Miss Warner led me through the jungle to the far side of the room where the windows gave on to more green, for the Lodge had a small garden at the back, a little oasis in a desert of brick and concrete. This was obviously the prime position in the room, and there, supported by cushions in a gleaming electric wheelchair, was Mrs. Blacklock.

“Here we are,” the director boomed. “Here's the visitor I told you about, Mrs. Blacklock. Remember I told you someone was coming?”

Jessie Blacklock was tiny and bent, as if she had leached away over the years and folded in upon herself, weightless as a leaf. Her hands were skeletal, the fingers restlessly playing with the satin edge of the blanket over her knees, the knobbly joints too large, poking at the dry skin covering them. A thin gold band slid up and down the third finger of her left hand, stopped only by the first knuckle from falling off altogether. She was bundled in a padded pink nylon dressing gown, as insulated and cocooned as a baby in a bunting bag.
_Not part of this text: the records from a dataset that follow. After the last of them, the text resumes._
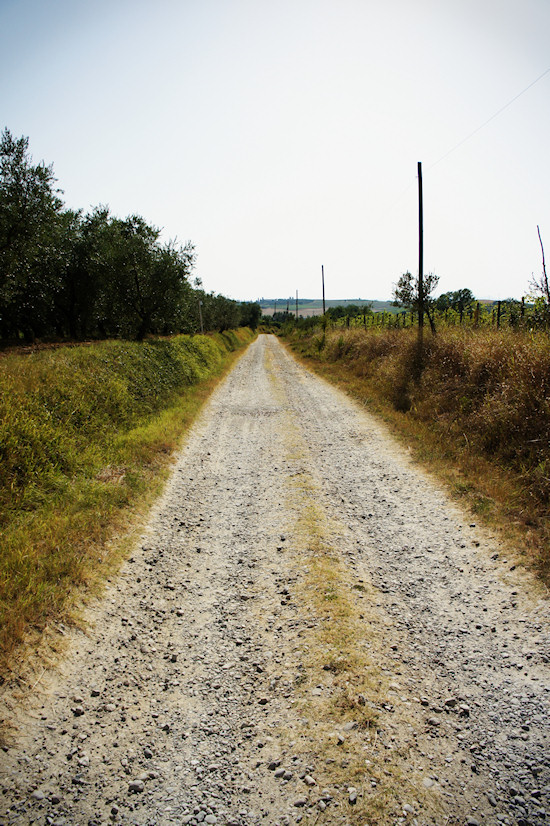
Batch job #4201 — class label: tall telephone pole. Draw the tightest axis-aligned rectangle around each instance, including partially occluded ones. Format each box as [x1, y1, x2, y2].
[418, 161, 424, 335]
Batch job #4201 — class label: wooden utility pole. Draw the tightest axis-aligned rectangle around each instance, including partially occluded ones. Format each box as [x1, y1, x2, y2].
[418, 161, 424, 335]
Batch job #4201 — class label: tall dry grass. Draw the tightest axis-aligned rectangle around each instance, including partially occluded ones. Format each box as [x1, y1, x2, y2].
[289, 327, 550, 577]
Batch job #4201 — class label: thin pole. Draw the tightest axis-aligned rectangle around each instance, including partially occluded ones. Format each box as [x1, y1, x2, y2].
[418, 161, 424, 331]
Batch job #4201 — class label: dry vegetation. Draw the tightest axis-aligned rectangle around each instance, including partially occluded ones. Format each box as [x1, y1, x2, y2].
[288, 327, 550, 582]
[0, 330, 252, 669]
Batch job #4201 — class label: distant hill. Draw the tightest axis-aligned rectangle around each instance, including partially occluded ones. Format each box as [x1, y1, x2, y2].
[259, 298, 398, 316]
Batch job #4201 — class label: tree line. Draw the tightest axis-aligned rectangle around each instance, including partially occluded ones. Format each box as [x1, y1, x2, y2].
[0, 128, 261, 341]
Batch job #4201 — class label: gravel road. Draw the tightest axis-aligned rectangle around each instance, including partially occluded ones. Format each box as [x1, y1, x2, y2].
[0, 336, 550, 826]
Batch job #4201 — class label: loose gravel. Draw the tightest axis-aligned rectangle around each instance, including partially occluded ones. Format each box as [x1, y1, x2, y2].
[0, 336, 550, 826]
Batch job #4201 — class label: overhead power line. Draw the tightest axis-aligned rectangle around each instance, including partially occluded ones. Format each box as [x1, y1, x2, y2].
[428, 67, 550, 169]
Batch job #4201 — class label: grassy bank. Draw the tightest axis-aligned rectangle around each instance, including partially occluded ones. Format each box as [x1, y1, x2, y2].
[287, 327, 550, 583]
[0, 329, 252, 667]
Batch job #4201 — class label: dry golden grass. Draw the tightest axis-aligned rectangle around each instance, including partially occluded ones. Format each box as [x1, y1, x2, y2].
[266, 355, 439, 826]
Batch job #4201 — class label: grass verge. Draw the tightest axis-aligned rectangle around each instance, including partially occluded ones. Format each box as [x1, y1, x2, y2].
[0, 331, 252, 679]
[267, 356, 441, 826]
[287, 328, 550, 586]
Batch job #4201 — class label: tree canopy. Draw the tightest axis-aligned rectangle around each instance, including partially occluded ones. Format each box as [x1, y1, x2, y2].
[0, 129, 261, 340]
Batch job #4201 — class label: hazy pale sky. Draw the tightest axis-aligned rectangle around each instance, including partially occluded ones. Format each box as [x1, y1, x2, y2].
[0, 0, 550, 299]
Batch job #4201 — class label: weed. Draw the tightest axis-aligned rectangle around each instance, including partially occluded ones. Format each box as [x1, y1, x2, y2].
[289, 327, 550, 581]
[0, 332, 254, 667]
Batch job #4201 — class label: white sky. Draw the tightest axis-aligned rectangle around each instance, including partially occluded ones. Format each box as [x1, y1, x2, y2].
[0, 0, 550, 300]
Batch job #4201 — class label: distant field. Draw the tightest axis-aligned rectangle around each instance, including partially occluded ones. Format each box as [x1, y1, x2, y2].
[259, 298, 397, 318]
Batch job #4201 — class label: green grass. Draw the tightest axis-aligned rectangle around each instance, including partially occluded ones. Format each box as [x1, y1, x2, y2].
[0, 330, 252, 668]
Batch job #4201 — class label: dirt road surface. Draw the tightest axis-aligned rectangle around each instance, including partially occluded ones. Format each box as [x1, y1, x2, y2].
[0, 336, 550, 826]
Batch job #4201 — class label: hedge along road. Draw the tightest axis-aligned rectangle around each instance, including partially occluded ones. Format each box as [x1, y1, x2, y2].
[0, 336, 550, 826]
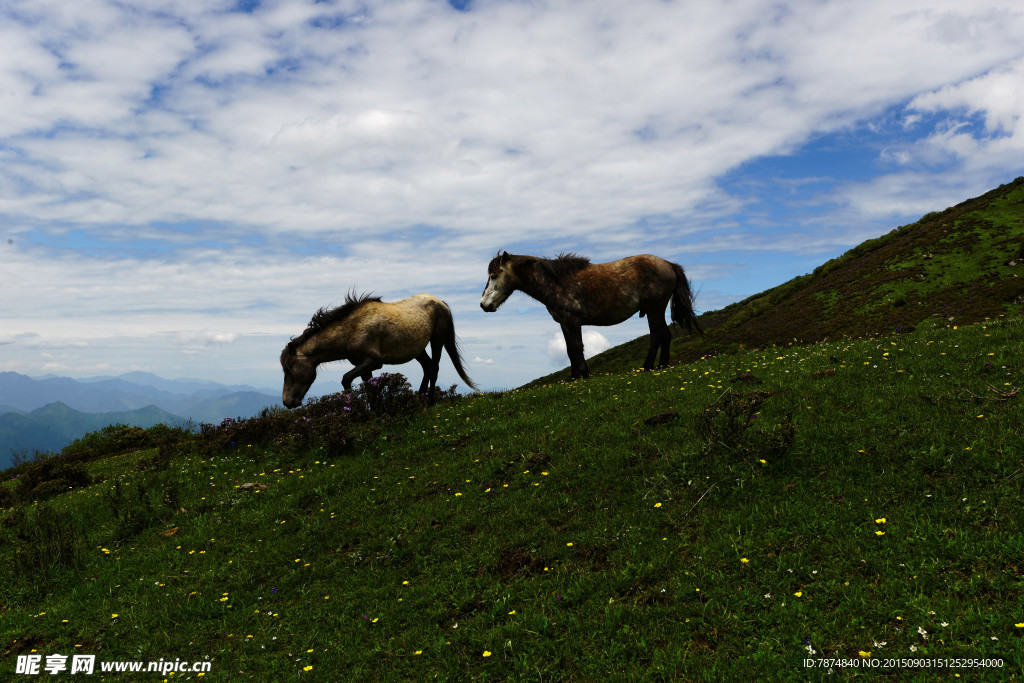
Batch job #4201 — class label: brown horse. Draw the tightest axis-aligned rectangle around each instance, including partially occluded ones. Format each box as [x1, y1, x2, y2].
[281, 294, 476, 408]
[480, 252, 703, 379]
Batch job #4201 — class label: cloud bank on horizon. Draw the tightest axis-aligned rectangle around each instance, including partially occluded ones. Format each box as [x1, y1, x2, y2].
[0, 0, 1024, 390]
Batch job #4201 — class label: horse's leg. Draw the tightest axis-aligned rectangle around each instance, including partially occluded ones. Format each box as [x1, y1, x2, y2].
[561, 323, 590, 380]
[416, 349, 437, 405]
[341, 358, 384, 391]
[643, 311, 672, 370]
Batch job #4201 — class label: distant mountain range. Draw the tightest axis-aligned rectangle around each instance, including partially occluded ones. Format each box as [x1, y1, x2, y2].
[0, 372, 281, 469]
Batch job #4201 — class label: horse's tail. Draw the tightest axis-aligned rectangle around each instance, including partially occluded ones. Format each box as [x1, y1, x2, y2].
[671, 263, 703, 337]
[441, 301, 479, 391]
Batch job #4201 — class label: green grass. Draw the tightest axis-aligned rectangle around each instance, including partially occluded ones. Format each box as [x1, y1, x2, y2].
[0, 316, 1024, 681]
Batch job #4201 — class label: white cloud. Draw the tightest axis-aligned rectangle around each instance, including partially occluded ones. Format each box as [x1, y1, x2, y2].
[547, 330, 611, 366]
[0, 0, 1024, 384]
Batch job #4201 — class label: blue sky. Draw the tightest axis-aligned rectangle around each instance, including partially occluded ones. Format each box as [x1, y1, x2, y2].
[0, 0, 1024, 391]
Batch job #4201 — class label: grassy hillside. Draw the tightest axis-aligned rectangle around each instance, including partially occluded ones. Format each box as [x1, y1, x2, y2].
[531, 177, 1024, 386]
[0, 313, 1024, 681]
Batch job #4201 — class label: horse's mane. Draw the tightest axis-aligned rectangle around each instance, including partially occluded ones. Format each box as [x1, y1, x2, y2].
[288, 292, 381, 349]
[538, 252, 590, 281]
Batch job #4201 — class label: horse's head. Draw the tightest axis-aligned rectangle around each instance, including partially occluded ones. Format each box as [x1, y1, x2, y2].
[281, 343, 316, 408]
[480, 251, 516, 313]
Her face, though, immediately challenged this impression. The flesh covering her skull had dwindled to nothing, and the skin, left with little to cover, had collapsed into folds and seams, little dewlaps and pouches, trenches and troughs, the mouth a puckered scar, the whole surface crazed with a network of fine spidery lines, just like a dried-out lakebed in a long drought. Her white hair was fine as a baby's and very sparse. The pink scalp was clearly visible through it. She peered at me through gold-rimmed spectacles. Her eyes were dull and rheumy.

“I don't know her,” she said suspiciously. Her voice quavered.

“No,” said the director, “remember I told you you wouldn't know her, but you might have known somebody she wants to find, somebody who lived on your street.”

“I don't know you,” the old woman repeated.

“No, you don't,” I said. “We've never met. Can I explain?”

Mrs. Blacklock grasped my hand and leaned forward.

“I'm one hundred years old. Fancy that!”

“Congratulations,” I said, “that's wonderful. And it's partly the reason I've come to see you.”

“You've missed the birthday cake. We ate it all.”

“It's probably just as well. I eat too much as it is.”

“Hundred candles there were, all lit up. Did you see my picture in the paper?”

“I did.”

“First time I ever got my name in the paper. I told that young man. First time I ever got my name in the paper. I said to him, I said, will I have to wait another hundred years before I get my name in the paper again? And he said, well if you're planning to live that long, I guarantee they'll send someone round to take your photo. Made me laugh, he did.”

The director coughed.

“Mrs. Alvarsson wanted to ask you about a woman who lived on Morocco Street during the war.”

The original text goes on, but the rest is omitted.